Its efficiency as a telescope
depends entirely on the accuracy with which the requisite form has
been imparted to the mirror. The surface has to be hollowed out a
little, and this has to be done so truly that the slightest deviation
from good workmanship in this essential particular would be fatal to
efficient performance of the telescope.
[PLATE: WILLIAM HERSCHEL.]
The mirror that Herschel employed was composed of a mixture of two
parts of copper to one of tin; the alloy thus obtained is an
intensely hard material, very difficult to cast into the proper
shape, and very difficult to work afterwards. It possesses, however,
when polished, a lustre hardly inferior to that of silver itself.
Herschel has recorded hardly any particulars as to the actual process
by which he cast and figured his reflectors. We are however, told
that in later years, after his telescopes had become famous, he made
a considerable sum of money by the manufacture and sale of great
instruments.
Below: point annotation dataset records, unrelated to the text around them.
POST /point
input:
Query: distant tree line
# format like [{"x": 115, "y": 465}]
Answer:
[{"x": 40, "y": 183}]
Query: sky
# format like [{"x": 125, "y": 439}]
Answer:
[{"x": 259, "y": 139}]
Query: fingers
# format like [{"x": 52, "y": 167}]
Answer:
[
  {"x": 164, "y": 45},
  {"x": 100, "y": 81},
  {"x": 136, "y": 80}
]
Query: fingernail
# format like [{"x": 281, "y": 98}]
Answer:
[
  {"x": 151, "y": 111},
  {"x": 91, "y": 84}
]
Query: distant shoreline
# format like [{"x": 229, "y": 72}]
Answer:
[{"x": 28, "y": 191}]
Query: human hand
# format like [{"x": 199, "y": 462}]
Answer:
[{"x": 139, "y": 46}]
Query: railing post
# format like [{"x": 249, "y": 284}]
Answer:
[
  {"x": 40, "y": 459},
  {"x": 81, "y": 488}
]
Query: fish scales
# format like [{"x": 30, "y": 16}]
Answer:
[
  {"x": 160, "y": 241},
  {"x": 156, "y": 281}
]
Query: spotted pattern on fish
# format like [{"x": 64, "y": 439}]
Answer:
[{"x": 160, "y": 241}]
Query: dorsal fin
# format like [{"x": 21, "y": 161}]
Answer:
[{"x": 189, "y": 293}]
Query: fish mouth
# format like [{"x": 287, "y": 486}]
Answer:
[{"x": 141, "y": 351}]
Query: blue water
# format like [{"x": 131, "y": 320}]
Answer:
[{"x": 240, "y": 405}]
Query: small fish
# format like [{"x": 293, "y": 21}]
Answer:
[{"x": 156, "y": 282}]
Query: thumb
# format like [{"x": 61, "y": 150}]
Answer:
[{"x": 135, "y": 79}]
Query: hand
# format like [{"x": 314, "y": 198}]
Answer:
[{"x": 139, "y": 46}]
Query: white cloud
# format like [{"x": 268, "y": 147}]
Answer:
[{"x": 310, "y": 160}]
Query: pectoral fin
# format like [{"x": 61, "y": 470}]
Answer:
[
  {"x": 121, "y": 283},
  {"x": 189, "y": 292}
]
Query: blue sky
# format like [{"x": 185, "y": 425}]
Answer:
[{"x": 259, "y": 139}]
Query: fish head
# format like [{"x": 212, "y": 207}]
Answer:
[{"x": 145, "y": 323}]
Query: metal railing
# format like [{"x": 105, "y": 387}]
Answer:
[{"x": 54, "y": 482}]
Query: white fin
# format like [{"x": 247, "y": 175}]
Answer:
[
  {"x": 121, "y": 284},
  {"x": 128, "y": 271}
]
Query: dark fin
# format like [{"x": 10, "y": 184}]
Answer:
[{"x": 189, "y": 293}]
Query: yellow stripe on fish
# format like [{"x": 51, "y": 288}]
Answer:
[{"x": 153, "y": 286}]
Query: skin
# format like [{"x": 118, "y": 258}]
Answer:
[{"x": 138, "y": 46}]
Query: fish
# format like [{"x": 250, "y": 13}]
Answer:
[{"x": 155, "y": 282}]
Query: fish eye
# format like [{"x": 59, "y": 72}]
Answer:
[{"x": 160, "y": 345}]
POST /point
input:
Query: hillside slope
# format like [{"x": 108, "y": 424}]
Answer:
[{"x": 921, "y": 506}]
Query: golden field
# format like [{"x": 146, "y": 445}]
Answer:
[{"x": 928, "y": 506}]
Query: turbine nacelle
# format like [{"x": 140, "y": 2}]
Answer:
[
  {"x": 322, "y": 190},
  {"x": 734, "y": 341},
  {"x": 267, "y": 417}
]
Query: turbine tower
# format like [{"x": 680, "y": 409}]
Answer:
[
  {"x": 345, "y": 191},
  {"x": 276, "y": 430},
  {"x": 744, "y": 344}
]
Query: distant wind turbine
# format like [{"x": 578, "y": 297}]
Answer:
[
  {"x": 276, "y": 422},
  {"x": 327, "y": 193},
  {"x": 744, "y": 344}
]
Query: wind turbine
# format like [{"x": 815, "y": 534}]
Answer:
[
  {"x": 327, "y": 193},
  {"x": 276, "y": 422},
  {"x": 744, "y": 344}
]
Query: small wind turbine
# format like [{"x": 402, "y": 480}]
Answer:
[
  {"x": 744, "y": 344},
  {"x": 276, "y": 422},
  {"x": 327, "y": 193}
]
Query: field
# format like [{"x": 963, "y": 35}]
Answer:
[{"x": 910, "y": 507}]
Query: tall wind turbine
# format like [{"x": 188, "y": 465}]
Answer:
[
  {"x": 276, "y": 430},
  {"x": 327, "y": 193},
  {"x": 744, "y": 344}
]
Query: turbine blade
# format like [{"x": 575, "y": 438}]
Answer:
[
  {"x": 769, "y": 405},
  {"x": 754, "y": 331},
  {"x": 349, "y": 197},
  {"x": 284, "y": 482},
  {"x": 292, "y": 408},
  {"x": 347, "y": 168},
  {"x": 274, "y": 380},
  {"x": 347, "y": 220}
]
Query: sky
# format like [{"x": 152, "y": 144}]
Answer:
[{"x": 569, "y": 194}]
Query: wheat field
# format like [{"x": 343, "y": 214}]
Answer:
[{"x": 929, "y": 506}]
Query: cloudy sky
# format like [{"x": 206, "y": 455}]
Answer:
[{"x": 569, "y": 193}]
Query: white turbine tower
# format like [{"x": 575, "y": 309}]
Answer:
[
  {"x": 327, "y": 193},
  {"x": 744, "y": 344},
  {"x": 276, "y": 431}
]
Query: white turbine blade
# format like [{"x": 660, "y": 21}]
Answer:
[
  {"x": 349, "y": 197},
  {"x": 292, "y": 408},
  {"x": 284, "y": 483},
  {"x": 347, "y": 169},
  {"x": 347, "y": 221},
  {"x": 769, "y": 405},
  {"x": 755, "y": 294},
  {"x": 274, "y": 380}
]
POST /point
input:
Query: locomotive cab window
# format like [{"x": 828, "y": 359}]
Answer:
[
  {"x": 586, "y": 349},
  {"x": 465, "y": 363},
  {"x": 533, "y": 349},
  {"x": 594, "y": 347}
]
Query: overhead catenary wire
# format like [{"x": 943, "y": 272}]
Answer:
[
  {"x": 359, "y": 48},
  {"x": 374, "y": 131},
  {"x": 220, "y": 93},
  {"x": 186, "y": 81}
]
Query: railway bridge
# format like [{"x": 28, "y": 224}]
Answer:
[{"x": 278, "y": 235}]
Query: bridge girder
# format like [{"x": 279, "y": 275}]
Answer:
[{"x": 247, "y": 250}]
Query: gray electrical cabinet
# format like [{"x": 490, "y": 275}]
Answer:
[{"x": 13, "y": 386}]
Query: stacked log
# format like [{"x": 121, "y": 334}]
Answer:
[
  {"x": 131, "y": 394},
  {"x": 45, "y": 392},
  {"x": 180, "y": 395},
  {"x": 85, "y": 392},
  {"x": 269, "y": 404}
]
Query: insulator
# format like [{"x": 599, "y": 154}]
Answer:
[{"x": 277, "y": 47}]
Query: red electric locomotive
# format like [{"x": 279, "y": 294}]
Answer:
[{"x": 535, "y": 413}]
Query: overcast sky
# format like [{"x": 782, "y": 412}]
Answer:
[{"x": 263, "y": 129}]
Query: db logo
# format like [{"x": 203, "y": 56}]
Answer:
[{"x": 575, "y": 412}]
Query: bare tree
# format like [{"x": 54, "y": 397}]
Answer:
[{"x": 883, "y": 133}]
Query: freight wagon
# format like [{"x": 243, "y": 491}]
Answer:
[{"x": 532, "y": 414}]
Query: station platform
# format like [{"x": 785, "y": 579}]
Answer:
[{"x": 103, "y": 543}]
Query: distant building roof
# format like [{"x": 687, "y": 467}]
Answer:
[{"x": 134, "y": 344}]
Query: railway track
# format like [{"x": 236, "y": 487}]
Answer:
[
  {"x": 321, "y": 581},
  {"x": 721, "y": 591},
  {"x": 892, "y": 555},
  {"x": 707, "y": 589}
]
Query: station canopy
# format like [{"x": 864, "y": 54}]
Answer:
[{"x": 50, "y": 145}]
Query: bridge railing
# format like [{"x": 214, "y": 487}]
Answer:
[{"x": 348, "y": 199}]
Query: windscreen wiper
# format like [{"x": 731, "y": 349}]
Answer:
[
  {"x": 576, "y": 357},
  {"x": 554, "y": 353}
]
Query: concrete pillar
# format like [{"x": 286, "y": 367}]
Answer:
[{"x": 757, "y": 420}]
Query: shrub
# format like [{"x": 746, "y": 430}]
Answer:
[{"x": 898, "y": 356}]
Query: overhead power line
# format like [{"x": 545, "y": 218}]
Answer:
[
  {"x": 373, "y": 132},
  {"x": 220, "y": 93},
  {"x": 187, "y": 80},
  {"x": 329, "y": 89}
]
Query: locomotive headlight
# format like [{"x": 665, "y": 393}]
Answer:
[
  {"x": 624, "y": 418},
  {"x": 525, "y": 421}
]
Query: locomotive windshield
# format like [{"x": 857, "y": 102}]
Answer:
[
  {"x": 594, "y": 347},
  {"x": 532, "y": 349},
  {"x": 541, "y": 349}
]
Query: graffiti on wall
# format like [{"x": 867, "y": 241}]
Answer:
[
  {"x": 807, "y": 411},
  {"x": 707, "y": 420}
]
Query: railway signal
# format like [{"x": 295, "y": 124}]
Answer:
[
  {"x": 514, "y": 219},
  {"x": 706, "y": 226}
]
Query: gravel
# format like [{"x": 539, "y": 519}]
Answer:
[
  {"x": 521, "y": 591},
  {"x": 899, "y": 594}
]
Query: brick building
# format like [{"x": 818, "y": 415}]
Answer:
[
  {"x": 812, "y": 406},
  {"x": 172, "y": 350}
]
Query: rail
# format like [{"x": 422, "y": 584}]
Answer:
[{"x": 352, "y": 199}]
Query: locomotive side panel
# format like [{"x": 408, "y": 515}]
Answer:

Perhaps this may be the reason why he never found it
expedient to publish any very explicit details as to the means by
which his remarkable successes were obtained.
[PLATE: CAROLINE HERSCHEL.]
Since Herschel's time many other astronomers, notably the late Earl
of Rosse, have experimented in the same direction, and succeeded in
making telescopes certainly far greater, and probably more perfect,
than any which Herschel appears to have constructed.